Parser Functions#
The following functions can be used to create the final TOML parser file
- adtl.autoparser.create_parser(mappings: DataFrame | str, schema_path: Path, parser_name: str, description: str | None = None, constant_fields: dict[str, dict[str, bool]] | None = None)
Takes the csv mapping file created by create_mapping and writes out a TOML parser
Generates a TOML parser for use with ADTL from the intermediate CSV file generated by create_mapping. This will generate a TOML file that can be used to parse raw data into the format expected by the schema.
- Parameters:
mappings – Path to the CSV file containing the mappings
schema_path – Path to the schema file
parser_name – Name of the parser to create
description – Description of the parser. Defaults to the parser name.
constant_fields – Constant fields are those which are single values, rather than taken from a field in the source data.
- Return type:
None
Class definitions#
You can also interact with the base class parserGenerator
- class adtl.autoparser.ParserGenerator(mappings: DataFrame | str | Path | dict[str, DataFrame | str | Path], schema_path: Path | str, parser_name: str, description: str | None = None, constant_fields: dict[str, dict[str, bool]] | None = None)#
Class for creating a TOML parser from an intermediate CSV file.
Use create_parser() to write out the TOML parser file, as the function equivalent of the command line create-parser script.
- Parameters:
mappings (pd.DataFrame | str | Path) – The intermediate CSV file created by create_mapping.py
schema_path (Path | str) – The path to the folder containing all the schema files
parser_name (str) – The name of the parser
description (str, optional) – The description of the parser
constant_fields (dict[str, dict[str, bool]], optional) – Constant fields are those which are single values, rather than taken from a field from the source data. For example, if an entire dataset is from the DRC, but a country field is in the target schema, there may not be a field in the dataset stating the country. A dictionary of constant fields for each table, where the keys are the table names and the values are boolean True/False values indicating whether the field should be pulled from the source data or not. All fields in wide tables default to False, while long tables default to True for all columns except the value column(s).
- create_parser(file_name: str = None)#
Main function to create the TOML parser from the intermediate CSV file.
- header() dict[str, Any]#
The ADTL-specific header for the TOML file
- make_single_parser() dict[str, Any]#
Takes the csv mapping file from create_mapping and writes out a TOML parser
Generates a TOML parser for use with ADTL using the intermediate CSV file from by create_mapping.
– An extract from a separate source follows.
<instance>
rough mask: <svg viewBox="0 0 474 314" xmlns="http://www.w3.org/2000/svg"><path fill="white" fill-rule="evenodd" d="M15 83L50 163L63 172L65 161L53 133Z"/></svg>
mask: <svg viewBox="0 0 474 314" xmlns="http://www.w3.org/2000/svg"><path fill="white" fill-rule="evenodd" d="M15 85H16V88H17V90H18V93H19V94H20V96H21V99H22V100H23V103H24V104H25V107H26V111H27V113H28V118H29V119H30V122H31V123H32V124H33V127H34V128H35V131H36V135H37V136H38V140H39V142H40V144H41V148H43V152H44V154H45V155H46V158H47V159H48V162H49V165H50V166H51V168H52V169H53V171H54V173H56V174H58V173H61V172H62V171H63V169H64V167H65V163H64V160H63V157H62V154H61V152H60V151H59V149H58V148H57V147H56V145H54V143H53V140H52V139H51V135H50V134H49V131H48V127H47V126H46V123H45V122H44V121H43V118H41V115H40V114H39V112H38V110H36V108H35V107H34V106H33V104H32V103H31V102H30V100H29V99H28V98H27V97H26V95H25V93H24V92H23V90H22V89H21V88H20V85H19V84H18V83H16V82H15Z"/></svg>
This will generate a TOML file that can be used to parse raw data into the format expected by the schema.
- Returns:
Dictionary containing the TOML parser data, ready to be written out.
- Return type:
dict
- write_toml(data: dict[str, Any], output: str = None)#
Write a dictionary structure to a TOML file, using output as the filename if provided.
- Parameters:
data (dict) – Dictionary containing the TOML parser data
output (str, optional) – Filename to write the TOML data to. Defaults to the name of the parser.